Adults had a much happier time. Epiphany being the Feast of the Kings, on the preceding evening, anyone at the feast might be elected king for the night. Often the ‘king’ would be chosen by lottery. A large cake would be prepared and a single bean thrown into the batter. When the cake was divided amongst the revellers, whoever got the bean would be ‘King of the Bean’ and everyone had to do what he said. This even happened at royal courts. In 1521, King Francis I of France was injured by snowballs, apples and eggs in a mock battle against the King of the Bean. Tudor king, Henry VII was particularly fond of this tradition. The King and his highest courtiers would become peasants for the evening and some lowly person would be elected ‘Lord of Misrule’. He enjoyed it so much he elected an ‘Abbot of Unreason’ too. So did James IV of Scotland. King Henry VIII also enjoyed a Lord of Misrule and encouraged university colleges to elect their own. During the short reign of his son, Edward VI, things got a bit out of hand. In 1551/52 his Lord of Misrule, George Ferrers, a court poet, was accompanied by a large entourage. He had his own coat of arms, three pages, eight councillors, a clergyman, a philosopher, an astronomer, a poet, a physician, an apothecary, a master of requests, a lawyer, two gentleman, a couple of jugglers, acrobats and comic friars. He even entertained an ambassador, who spoke gibberish and had an interpretor to translate for him. They were all welcomed to the city by the London Sheriff’s own Lord of Misrule and given an official tour. After his sister Mary, a rather serious Catholic lady, became queen there was no more misruling at the royal court. Mary Queen of Scots though, had a Queen of the Bean for several years.
However, the tradition continued at universities, at the Inns of Court and in private mansions. Sometimes the elected king would be lifted up to the ceiling to mark crosses on the rafters in chalk. This was supposed to protect the house from evil. A celebrated seventeenth century chef called Robert May includes in his book ‘The Accomplisht Cook’, preparations for a Twelfth Night feast that included a castle and ship made from pastry that fired cannons at each other, a pastry stag filled with claret, to look like blood, egg shells filled with rosewater for people to throw at each other and two pies with live birds and frogs inside. When these were cut open the frogs and birds were supposed to come out. The birds would fly up and the flapping of their wings would blow out the candles, everyone would be left in darkness with the flying birds and hopping frogs. This would, apparently, “cause much delight and pleasure to the whole company.”

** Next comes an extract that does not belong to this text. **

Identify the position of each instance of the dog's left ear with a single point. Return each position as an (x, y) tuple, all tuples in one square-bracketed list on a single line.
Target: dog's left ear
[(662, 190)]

After the Civil War, people were not so keen on a festival that was all about social upheaval, they’d had enough of it. The feast survived but in a rather more watered down form. The Twelfth Night cakes were still served, and were quite elaborate affairs, up until the nineteenth century. But often the king was chosen by drawing lots from a hat instead. There would be other roles too. People would stay in their allotted character for the rest of the evening. Sometimes, the bean was replaced by various charms baked into the cake which represented fortune in the year ahead. A ring stood for marriage, a thimble for spinsterhood. The tradition eventually became associated with Christmas puddings.
If you’re worried because you haven’t taken your Christmas decorations down yet, don’t. The superstition that it is bad luck to leave them up after twelfth night is a relatively recent one. Traditionally they come down at Candlemas, February 2nd. Christmas may be pretty much over for now but, if you live in a place where Mardi Gras is celebrated, tomorrow will be the start of Carnival season. Carnival means ‘farewell to meat’, Mardi Gras, ‘fat Tuesday’ (pancake day). So it’s time to start partying again and generally making the most of things before Ash Wednesday and the start of Lent.